Back by popular demand after a sold out run at Brighton Fringe 2018, Cards Against Humanity, The Shame Show returned to the city this year.

Based on the popular card game, the show welcomed viewers to take their seats and watch a funny and peculiar game show which entertained, involved and made them feel extraordinarily uncomfortable throughout.

A semi-full house, we were greeted by the view of a convincingly hand-made electric chair, complete with an aluminium head brace. Behind this a projection screen covered the back of a dimly lit stage. More observant viewers may have noticed the large board shaped outline draped in a black blanket on the far side of the stage.

Upon our seats were three game cards giving the promise and for some dread, of audience participation. Two actors entered in black, making the decision to play their roles in an emotionless, unenthused and robotic way that mirrored the game’s dark and not for the fainthearted themes.

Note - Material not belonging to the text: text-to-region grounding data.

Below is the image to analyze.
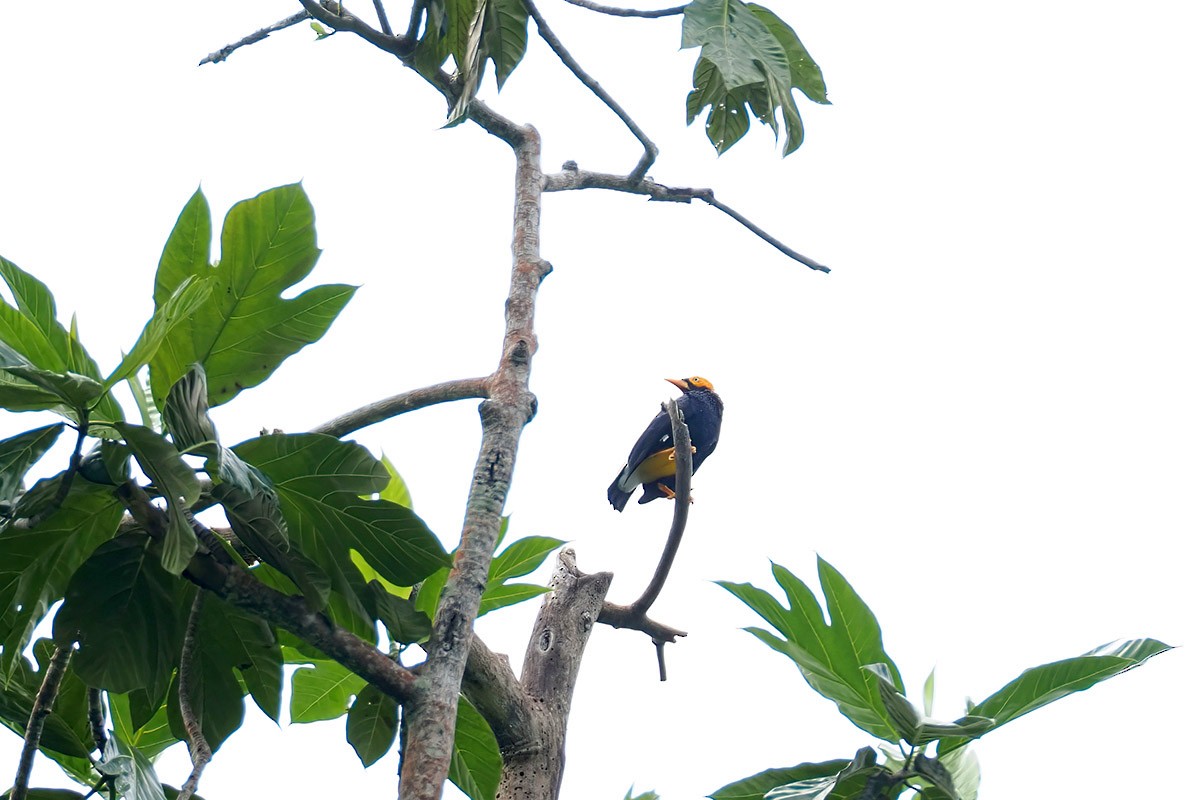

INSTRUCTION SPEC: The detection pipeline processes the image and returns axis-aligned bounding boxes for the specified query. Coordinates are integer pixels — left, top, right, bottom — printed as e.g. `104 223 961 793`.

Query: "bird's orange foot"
667 445 698 462
655 484 695 504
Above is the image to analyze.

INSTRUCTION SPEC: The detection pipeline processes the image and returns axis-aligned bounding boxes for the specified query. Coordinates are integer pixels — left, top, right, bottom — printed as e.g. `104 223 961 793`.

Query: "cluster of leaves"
0 185 563 800
403 0 827 153
710 559 1170 800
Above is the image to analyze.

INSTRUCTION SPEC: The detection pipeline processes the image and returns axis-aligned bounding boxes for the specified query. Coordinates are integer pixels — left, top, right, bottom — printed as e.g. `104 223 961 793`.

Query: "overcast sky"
2 1 1197 798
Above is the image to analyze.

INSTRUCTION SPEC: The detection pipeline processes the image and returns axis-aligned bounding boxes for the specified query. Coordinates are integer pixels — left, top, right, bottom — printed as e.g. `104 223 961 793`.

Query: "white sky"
2 1 1197 798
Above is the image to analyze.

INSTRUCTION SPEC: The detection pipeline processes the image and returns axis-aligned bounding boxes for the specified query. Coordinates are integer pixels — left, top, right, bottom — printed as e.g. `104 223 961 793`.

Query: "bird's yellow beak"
665 377 690 392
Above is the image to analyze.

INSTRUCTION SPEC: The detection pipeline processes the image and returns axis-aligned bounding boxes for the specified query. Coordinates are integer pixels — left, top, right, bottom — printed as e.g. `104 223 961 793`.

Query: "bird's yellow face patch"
667 376 715 392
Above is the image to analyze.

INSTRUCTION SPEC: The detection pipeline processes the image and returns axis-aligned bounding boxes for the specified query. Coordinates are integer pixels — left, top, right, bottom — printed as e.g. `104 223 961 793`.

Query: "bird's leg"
654 484 695 504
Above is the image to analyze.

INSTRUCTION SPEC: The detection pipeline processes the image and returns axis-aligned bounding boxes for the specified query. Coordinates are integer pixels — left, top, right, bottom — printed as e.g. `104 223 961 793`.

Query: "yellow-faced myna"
608 376 723 511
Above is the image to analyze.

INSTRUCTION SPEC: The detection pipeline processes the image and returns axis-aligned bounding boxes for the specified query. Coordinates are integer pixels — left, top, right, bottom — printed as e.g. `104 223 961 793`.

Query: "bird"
608 376 723 511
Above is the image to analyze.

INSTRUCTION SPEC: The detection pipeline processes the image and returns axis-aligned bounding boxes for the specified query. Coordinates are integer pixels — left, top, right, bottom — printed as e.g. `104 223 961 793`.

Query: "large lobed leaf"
52 534 182 699
149 184 355 408
719 558 903 742
0 423 63 506
235 433 449 600
683 0 828 155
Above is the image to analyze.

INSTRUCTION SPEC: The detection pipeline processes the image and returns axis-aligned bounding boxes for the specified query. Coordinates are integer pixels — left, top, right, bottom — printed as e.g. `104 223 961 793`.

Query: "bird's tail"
607 477 632 511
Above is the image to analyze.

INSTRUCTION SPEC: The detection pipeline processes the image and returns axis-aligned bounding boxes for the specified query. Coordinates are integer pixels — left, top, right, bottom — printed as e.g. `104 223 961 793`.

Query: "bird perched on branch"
608 376 723 511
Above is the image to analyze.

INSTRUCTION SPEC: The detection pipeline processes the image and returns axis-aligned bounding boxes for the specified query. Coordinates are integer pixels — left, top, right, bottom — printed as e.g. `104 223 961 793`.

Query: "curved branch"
311 377 491 438
177 592 211 800
87 688 107 754
522 0 658 181
561 0 686 17
544 166 830 271
371 0 394 35
631 398 690 614
11 644 73 800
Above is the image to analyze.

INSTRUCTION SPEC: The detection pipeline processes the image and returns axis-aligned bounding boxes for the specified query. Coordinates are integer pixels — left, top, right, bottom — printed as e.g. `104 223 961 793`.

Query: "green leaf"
413 566 449 621
378 453 413 509
709 760 850 800
864 663 994 747
105 276 212 391
488 535 563 583
290 658 366 723
938 638 1172 755
346 684 399 767
937 746 980 800
126 369 162 432
923 667 936 717
747 5 828 104
682 0 823 155
213 480 332 611
198 595 283 722
110 691 179 760
625 790 660 800
162 364 218 454
448 0 488 125
368 581 432 644
0 423 63 506
97 730 168 800
235 433 449 590
719 558 903 742
0 481 123 681
482 0 528 89
909 754 960 800
149 184 355 408
0 257 122 426
115 422 200 575
448 695 502 800
1 365 103 413
478 582 549 616
0 790 87 799
53 534 181 697
154 188 211 308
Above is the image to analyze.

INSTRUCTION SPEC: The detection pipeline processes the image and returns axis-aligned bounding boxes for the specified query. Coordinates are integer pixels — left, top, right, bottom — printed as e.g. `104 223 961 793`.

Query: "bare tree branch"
522 0 658 181
545 165 831 271
177 592 211 800
561 0 686 18
399 127 550 800
11 644 73 800
199 11 311 65
311 377 491 438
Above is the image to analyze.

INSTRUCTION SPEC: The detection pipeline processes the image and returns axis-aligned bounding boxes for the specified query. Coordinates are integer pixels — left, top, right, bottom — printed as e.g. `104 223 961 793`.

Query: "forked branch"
523 0 658 181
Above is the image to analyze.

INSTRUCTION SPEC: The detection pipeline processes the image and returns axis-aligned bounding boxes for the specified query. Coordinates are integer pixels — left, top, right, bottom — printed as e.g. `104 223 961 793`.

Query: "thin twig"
522 0 658 181
371 0 394 35
11 644 73 800
311 377 491 438
87 689 107 754
631 398 691 614
561 0 686 17
544 166 831 271
177 592 211 800
198 11 311 65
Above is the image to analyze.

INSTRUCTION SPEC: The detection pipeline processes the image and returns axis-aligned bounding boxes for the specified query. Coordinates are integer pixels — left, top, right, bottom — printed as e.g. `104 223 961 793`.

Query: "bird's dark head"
666 376 715 392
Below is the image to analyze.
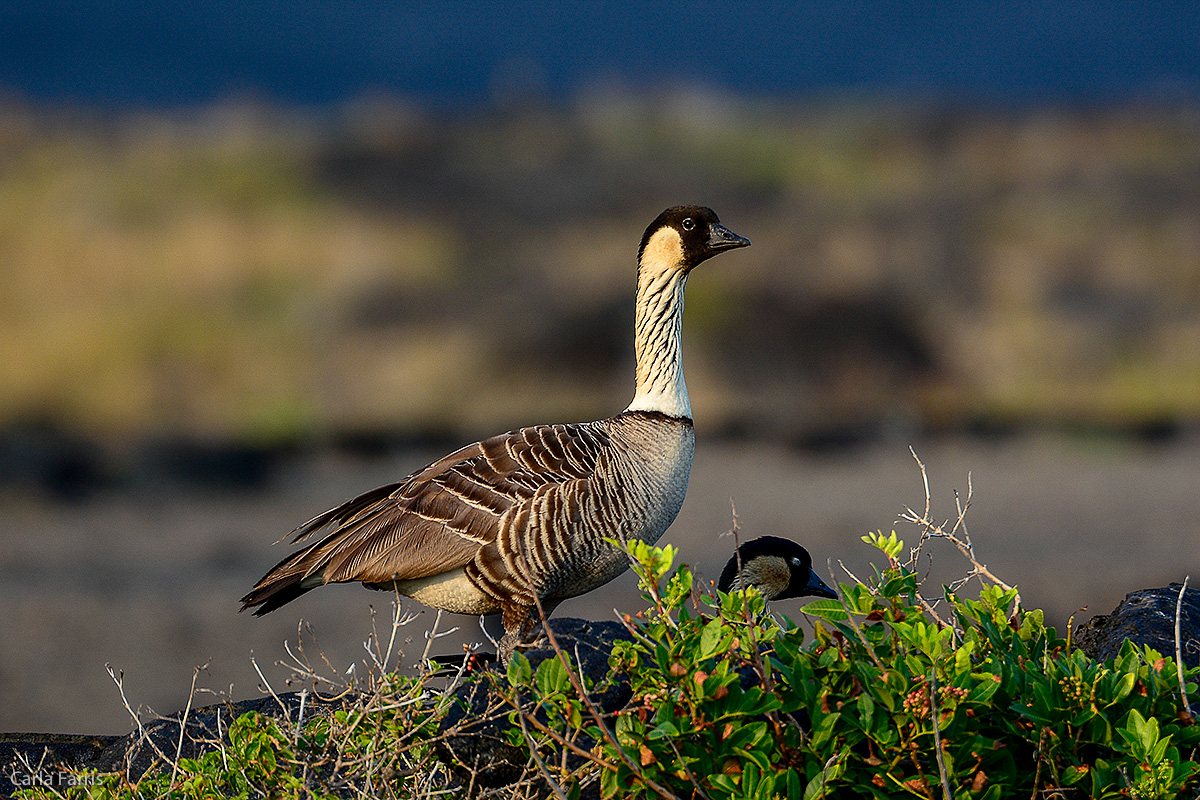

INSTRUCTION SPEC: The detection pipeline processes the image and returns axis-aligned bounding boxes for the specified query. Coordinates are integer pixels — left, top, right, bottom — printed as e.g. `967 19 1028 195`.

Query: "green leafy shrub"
506 535 1199 799
16 533 1199 799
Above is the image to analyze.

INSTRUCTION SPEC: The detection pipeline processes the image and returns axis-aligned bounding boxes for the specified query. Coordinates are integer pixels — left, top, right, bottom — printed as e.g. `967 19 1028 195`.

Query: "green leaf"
786 768 804 799
699 617 727 660
809 711 841 750
507 650 533 687
968 674 1002 704
862 530 904 560
735 746 772 772
649 720 679 739
1110 671 1136 703
1061 765 1090 785
535 652 574 696
1119 708 1159 757
856 693 875 728
803 752 845 800
803 598 848 621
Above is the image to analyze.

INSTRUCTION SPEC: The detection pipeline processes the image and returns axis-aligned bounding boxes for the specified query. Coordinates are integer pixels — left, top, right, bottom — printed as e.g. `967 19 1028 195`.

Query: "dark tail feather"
240 546 322 615
245 481 405 614
240 577 313 616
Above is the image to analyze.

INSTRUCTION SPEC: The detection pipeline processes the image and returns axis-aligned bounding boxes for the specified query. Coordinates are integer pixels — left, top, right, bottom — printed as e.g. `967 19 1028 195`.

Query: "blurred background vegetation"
2 97 1199 497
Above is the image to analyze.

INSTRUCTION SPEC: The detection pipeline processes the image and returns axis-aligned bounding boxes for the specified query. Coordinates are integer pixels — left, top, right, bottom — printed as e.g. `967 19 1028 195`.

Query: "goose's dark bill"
779 561 836 601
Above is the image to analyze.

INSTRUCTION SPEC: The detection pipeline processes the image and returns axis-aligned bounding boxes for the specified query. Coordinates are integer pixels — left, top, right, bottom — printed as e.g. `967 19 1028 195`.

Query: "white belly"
392 568 499 616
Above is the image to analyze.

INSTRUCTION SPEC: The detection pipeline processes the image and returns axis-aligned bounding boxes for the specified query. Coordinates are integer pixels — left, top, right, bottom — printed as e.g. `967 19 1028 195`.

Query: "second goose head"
719 536 837 601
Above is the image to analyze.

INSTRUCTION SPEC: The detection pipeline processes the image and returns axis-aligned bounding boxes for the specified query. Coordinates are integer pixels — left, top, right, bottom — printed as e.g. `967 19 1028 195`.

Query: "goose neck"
626 271 691 419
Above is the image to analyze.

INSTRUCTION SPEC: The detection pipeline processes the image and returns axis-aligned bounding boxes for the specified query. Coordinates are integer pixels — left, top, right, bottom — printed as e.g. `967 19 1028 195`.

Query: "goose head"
637 206 750 279
718 536 836 601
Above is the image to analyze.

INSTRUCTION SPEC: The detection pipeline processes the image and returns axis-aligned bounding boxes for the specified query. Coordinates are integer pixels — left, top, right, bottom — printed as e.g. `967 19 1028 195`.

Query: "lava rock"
1075 583 1200 668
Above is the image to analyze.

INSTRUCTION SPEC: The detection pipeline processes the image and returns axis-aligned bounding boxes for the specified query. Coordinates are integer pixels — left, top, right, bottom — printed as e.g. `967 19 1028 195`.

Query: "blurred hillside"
1 96 1199 493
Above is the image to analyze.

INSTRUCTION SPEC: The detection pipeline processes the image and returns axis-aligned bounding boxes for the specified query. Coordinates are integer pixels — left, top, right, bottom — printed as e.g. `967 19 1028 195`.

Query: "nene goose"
241 206 750 662
718 536 836 601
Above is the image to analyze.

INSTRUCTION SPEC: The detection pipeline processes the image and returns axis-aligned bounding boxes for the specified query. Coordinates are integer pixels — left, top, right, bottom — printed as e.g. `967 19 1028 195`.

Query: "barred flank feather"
241 207 749 662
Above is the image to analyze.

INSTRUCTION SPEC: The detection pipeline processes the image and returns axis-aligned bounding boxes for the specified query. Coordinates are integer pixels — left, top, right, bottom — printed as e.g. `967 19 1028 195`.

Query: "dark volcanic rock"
1075 583 1200 668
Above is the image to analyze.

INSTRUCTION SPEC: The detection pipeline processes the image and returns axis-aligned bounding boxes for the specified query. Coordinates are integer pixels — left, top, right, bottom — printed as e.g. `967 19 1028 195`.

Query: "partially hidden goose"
241 206 751 662
718 536 837 601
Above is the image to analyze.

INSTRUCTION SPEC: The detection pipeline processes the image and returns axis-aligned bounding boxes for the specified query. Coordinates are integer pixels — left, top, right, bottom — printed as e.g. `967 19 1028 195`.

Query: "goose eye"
681 218 695 231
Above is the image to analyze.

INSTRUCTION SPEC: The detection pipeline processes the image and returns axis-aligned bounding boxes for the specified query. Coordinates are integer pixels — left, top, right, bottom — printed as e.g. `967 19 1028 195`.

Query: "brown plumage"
241 206 750 661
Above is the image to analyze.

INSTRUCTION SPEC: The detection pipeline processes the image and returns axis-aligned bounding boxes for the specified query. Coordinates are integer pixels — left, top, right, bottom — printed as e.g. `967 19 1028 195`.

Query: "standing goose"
718 536 836 601
241 206 750 662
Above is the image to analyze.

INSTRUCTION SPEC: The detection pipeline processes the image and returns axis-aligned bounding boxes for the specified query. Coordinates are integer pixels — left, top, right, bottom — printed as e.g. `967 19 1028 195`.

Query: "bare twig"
901 448 1017 609
613 607 663 650
169 662 208 788
663 735 712 800
504 698 616 770
813 752 843 799
250 652 291 722
720 504 777 696
419 608 445 666
1030 727 1049 800
105 663 173 769
839 589 890 674
516 709 571 800
526 580 683 800
719 498 744 589
835 558 865 589
1117 765 1142 800
105 663 149 741
927 669 954 800
1176 577 1194 720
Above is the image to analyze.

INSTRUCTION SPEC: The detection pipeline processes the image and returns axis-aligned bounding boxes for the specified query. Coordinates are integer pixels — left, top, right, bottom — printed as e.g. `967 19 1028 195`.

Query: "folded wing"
239 422 610 615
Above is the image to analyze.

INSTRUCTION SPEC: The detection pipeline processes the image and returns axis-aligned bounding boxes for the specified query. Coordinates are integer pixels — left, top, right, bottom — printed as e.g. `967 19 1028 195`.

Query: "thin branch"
927 668 955 800
1030 727 1048 800
419 609 446 666
901 449 1017 606
1176 577 1194 720
720 498 744 591
106 663 174 770
169 662 208 788
663 735 712 800
826 572 889 674
516 709 571 800
613 607 663 651
503 696 616 770
250 652 291 722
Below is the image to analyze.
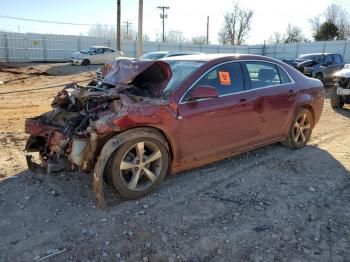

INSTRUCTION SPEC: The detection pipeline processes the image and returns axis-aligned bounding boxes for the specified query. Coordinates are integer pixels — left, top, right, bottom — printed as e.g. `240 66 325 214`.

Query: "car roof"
161 53 271 62
91 46 113 49
142 51 201 55
300 53 340 56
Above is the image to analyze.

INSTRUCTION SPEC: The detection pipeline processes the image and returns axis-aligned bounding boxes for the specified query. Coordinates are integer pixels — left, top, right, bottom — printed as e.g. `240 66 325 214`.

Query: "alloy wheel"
119 142 163 191
293 113 311 144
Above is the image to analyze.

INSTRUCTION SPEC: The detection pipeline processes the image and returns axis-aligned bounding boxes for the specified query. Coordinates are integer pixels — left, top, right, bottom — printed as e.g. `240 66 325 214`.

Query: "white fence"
1 31 350 63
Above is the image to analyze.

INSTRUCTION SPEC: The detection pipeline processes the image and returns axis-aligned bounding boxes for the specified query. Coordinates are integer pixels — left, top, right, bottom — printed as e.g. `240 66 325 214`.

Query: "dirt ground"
0 63 349 262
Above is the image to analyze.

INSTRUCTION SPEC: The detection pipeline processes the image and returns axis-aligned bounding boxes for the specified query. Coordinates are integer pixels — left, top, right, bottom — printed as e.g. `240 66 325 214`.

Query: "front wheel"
108 134 169 199
81 59 90 66
282 109 313 149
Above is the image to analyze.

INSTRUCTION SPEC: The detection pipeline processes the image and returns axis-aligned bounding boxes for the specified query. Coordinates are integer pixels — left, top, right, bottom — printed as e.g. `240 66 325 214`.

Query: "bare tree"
284 24 305 43
309 4 350 41
324 3 350 39
88 24 116 38
218 1 253 45
164 30 187 43
267 31 283 44
309 15 321 33
191 35 208 45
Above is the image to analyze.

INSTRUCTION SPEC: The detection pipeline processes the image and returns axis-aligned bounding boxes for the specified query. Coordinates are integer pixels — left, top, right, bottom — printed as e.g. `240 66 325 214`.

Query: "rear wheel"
108 133 169 199
330 86 344 108
81 59 90 66
282 109 313 149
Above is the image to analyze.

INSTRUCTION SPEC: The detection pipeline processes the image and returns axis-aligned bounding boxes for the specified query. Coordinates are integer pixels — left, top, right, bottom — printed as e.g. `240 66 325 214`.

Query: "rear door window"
104 48 115 53
243 62 282 89
324 55 333 65
193 62 244 96
332 54 342 64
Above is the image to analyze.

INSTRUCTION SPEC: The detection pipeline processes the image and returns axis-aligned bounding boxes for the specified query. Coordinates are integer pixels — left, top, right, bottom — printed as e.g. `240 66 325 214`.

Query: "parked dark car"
24 54 324 206
283 53 344 84
331 64 350 108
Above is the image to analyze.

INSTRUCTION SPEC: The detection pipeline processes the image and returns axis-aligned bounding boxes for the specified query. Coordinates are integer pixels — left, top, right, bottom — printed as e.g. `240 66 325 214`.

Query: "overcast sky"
0 0 349 44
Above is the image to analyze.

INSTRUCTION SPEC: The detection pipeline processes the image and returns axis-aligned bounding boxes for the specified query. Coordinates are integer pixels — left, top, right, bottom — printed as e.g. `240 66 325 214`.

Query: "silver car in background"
70 46 123 66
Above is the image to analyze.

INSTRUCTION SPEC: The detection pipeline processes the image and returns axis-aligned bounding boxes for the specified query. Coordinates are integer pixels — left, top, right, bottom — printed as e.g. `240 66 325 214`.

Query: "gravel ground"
0 63 349 262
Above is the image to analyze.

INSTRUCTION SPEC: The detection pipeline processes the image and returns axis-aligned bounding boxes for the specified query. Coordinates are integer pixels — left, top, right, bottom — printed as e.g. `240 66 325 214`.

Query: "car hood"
335 67 350 78
71 52 88 59
284 59 321 69
101 58 172 87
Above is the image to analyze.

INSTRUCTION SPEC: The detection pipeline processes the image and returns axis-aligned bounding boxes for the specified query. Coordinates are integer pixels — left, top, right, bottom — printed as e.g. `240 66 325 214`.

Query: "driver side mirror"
190 85 218 100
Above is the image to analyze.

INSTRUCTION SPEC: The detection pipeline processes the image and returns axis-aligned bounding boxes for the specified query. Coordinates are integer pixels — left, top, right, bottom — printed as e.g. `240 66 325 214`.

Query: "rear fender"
296 93 316 124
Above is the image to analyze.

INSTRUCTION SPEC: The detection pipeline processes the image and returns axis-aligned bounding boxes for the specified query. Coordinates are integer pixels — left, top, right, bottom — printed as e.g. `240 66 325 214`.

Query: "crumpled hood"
101 58 172 86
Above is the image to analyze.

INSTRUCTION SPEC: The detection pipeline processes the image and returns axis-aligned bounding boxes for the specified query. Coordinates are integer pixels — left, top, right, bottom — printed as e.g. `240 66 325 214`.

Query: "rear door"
241 61 298 142
90 48 105 64
332 54 344 72
323 54 336 81
103 48 117 61
176 61 261 163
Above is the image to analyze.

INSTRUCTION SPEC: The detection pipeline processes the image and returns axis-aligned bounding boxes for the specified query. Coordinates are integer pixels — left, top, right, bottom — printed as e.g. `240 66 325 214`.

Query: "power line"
0 14 116 27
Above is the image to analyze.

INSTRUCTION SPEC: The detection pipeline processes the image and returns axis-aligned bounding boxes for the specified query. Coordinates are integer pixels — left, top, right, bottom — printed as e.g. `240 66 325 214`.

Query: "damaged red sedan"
24 54 324 205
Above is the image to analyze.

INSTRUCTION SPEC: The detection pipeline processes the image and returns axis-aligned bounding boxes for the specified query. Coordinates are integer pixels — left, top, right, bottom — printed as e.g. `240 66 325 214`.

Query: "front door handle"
238 98 247 106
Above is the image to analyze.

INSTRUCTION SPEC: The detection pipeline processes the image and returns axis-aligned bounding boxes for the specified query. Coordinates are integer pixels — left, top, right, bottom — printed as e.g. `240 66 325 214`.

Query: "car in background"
25 54 324 202
283 53 344 84
70 46 123 66
96 51 202 80
331 64 350 108
140 51 201 60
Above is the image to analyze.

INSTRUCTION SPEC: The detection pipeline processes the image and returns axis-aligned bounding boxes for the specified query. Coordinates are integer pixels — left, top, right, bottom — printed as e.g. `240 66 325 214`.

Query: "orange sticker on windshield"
219 71 231 85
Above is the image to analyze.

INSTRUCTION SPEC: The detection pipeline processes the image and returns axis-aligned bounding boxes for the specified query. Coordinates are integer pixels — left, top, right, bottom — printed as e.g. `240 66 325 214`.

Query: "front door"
175 62 261 164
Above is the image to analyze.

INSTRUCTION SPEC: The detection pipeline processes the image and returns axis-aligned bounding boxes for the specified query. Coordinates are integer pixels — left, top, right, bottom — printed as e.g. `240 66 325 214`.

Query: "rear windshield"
162 60 205 99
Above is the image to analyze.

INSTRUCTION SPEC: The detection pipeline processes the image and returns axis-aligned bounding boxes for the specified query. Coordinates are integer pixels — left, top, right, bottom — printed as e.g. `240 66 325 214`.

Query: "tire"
107 131 169 199
81 59 90 66
282 108 314 149
330 86 344 108
315 73 323 83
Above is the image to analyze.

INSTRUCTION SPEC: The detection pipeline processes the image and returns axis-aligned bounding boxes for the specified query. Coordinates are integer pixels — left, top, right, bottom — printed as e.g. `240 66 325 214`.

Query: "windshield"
161 60 205 99
80 47 96 54
298 54 324 63
140 53 167 60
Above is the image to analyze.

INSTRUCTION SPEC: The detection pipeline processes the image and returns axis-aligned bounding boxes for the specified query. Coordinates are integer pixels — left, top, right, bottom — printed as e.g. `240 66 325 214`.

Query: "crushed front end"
24 58 172 174
24 81 128 173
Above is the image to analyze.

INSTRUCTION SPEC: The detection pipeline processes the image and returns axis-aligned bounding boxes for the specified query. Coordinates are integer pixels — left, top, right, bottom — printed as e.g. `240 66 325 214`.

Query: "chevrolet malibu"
24 54 324 206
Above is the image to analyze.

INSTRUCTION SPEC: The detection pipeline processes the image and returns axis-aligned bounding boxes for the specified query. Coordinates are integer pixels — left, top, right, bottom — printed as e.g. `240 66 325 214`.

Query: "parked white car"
69 46 123 66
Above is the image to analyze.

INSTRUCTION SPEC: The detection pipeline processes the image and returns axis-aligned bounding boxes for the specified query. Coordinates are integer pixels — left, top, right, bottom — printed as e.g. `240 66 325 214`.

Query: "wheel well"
300 104 315 127
115 126 174 162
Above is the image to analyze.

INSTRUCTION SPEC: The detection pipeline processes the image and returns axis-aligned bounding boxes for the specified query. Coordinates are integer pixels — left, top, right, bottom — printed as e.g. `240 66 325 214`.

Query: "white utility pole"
137 0 143 57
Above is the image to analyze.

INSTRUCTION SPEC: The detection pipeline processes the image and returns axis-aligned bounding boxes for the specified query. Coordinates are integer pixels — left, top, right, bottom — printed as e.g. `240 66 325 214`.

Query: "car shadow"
44 63 101 76
332 106 350 118
1 144 350 261
1 143 349 208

Let the awkwardness begin.

Round one saw an unwilling audience member called upon to join the un-charismatic cast.

They were placed in an electric chair, insulted, and the audience were asked, using the words written on their cards to fill in the blanks to a scenario read out by our presenter for the evening.

Ok, fine, an amusing and good drinking game, for those people who may need something for their Saturday night gathering.

Higher or lower, the classic from Play your Cards Right was the choice for round two.

Separated into two teams (A and B), a team leader was selected by one of the androids on stage to play.

In similar fashion to round one, we were given a phrase. “What would intrigue and disgust my grandmother?”

Higher or lower, involved cards being turned around to give the worst possible answer. In this case poor, defenceless Sean Penn.

Again funny, and a clever way to incorporate Cards Against Humanity for stage.

The evening went on, each of the five rounds being introduced by a theme song from a classic horror film, think, The Exorcist. T

We were exposed to improvisation from two audience members and in round four, seeing our captive audience member hit with balloon hammers as more scenarios were read out.

The evening was brought to an end suddenly.

The captive audience member was taken to the front of the stage where he was forced to wear a pair of, for lack of a better word, over-worn pants, we were insulted yet again and told to “F*ck off!” before we all took the hint and shuffled towards the exit.

Metaphorical curtain closes.

This was an interesting attempt to create a show from a popular game. However, it relied far too heavily on audience anticipation to produce comedy, and struck me as the sort of show that, while at times being creative and clever, could maybe have been done at home with friends after a few drinks, the way the game was intended to be played.